Je suis de ceux qui prônent la laïcité complète de l'État. Il ne doit pas avoir de demi-mesure. Si les Québécois ont mis dehors la religion catholique depuis la Révolution tranquille, il n'est pas temps, 50 ans plus tard, de réintégrer la religion dans nos institutions, aussi «tolérants» devrait-on être, sacro-saint multiculturalisme canadien oblige. Je me dois cependant de rappeler, pour calmer les ardeurs de certains, qu'il existe bel et bien des accommodements qui soient raisonnables (au vrai sens du terme) dans cette vision de la laïcité. Il faut faire attention pour ne pas voir tout blanc ou tout noir dans ce dossier délicat, ce pourquoi la Charte devra, à mon avis, poser des balises pour éviter les dérives, sans toutefois exclure qu'on devra recourir à la méthode du cas par cas lorsque la situation l'exigera.

Mais quel rapport avec notre fête nationale? J'y arrive...

Au-delà de la question de la laïcité, il y a celle de la conservation du patrimoine québécois. Plusieurs personnes peinent à comprendre pourquoi de grands défenseurs de la laïcité de l'État se font en même temps gardiens de certains symboles catholiques. Souvent, ils leur imputent simplement une xénophobie à peine avouée. Pourtant, s'il y a quelque chose de particulier au Québec, c'est que ces symboles catholiques n'ont justement, pour la plupart, absolument plus rien de catholique. Ils sont en effet vidés de leur sens religieux. Pensons à la fête de Noël ou encore, à celle de Pâques, qui sont des congés fériés de l'État québécois. De la naissance et de la résurrection du petit Jésus, nous sommes passés à la célébration du Père Noël (et surtout, des cadeaux qui l'accompagnent) et des lapins en chocolat.

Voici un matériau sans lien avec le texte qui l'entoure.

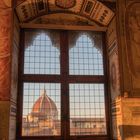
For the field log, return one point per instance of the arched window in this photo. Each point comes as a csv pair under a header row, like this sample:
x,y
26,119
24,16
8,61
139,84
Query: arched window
x,y
62,82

Et il en est de même pour notre 24 juin, la Saint-Jean-Baptiste, qu'on célèbre depuis aussi loin que l'an 1834. Bien que d'abord associée au mouvement patriote, la fête sera rapidement reprise par le clergé qui en fit une célébration catholique. Le tout fut couronné en 1908 quand le pape Pie X fit de Saint-Jean-Baptiste le saint patron des Canadiens français. Depuis la Révolution tranquille, le 24 juin n'a cependant plus rien à voir avec la religion. Néanmoins, la plupart des Québécois, les plus vieux comme les plus jeunes, continuent de la désigner comme fête de la Saint-Jean-Baptiste. Il est manifestement impensable d'exclure toutes les références à notre héritage catholique sans payer le prix de rayer des pans entiers de notre histoire nationale. Ce n'est, après tout, qu'une question de bon sens.

Arrêtons-nous pour y réfléchir quelques secondes. On considère que de souhaiter «Joyeux décembre» au lieu de «Joyeux Noël» dans certaines écoles va de soi au nom de l'ouverture à l'autre, mais on traite les Québécois de racistes lorsque certains se montrent réticents à accepter qu'un jeune porte un kirpan (qui demeure, au-delà du symbole religieux, une arme) en classe? Et ce n'est qu'un exemple parmi tant d'autres. Ce double-standard est pour le moins indignant.

Je terminerai en citant Joseph Ki-Zerbo, historien et homme politique burkinabé : «C'est en étant profondément enraciné qu'on est prêt à toutes les ouvertures.»

Sur ce, je vous souhaite une bonne Saint-Jean à tous!

Oh, et... Vive le Québec libre ;-) c'est la fête nationale, après tout!